Старики-братья сидели там рядом друг с другом в глубоком и скорбном молчании. Слова приходили и тут же замирали на их устах… Пал гром и все спалил, все разрушил – о чем же тут в самом деле говорить?.. «Лишь бы Паша, Паша вынес это!» – стояло гвоздем в голове смотрителя. «Сын… единственный, одна была надежда, сын – преступник!.. И чем же я теперь мать его утешу? – тупым, беспощадным ножом резало по сердцу Павла Григорьевича. – Вернулся я живым из того ада, для чего? – чтобы до этого дожить!»
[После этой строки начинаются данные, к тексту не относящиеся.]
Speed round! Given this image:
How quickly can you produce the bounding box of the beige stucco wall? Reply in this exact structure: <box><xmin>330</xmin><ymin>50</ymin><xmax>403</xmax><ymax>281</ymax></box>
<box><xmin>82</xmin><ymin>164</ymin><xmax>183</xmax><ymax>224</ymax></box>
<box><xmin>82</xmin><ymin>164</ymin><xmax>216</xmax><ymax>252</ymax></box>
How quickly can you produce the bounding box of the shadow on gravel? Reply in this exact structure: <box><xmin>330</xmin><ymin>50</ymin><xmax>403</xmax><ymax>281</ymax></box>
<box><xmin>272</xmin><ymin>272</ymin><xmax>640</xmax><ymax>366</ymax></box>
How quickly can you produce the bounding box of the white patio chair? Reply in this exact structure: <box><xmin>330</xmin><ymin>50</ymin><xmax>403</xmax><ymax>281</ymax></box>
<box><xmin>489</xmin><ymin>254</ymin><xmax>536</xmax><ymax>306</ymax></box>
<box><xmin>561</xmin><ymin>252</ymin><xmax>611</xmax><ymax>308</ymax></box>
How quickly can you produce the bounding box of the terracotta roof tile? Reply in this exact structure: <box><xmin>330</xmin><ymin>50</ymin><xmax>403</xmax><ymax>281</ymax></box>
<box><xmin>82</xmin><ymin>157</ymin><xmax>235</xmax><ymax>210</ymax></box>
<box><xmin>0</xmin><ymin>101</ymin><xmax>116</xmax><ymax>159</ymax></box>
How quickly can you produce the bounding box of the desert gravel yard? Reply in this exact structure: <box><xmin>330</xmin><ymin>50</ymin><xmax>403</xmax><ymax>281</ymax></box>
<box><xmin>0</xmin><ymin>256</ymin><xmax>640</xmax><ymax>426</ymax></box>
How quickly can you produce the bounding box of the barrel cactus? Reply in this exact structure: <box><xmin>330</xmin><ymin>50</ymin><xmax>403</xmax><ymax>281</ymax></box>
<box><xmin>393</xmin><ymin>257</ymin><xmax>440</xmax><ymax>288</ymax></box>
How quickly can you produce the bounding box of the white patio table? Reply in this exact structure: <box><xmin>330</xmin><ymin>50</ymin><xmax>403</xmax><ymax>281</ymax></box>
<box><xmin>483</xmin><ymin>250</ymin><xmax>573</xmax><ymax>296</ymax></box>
– Ну что? – глухо вырвалось у смотрителя при виде входившего Троекурова.
– Ничего не нашли, кроме записки… от того мерзавца: приглашает его на свидание с ним в лес для «нужного дела». Вздор, в сущности…
– А сам как себя держит? – словно помимо воли и не глядя на него, спросил моряк.
– Ничего. Волновался было, утих. Объявил, само собою, что никакого Овцына, ниже Федорова не знает. А я прямо показал на негодяя… Вообразите, что они в Петербурге не знают даже, что он был здесь, а в Москве жандармский же полковник предварил об этом отца его, старого дурака, дядю моей жены, чтобы тот посоветовал сыну скрыться, пока он, жандарм, будет делать распоряжение о его поимке. Не знаю уж, что это: пошлость или измена, если не то и не другое вместе?.. Во всяком случае, я уверен, Грише большой беды не ждать. Отнесут к «увлечению молодости», как говорил вот сейчас ему этот разлюбезный офицер…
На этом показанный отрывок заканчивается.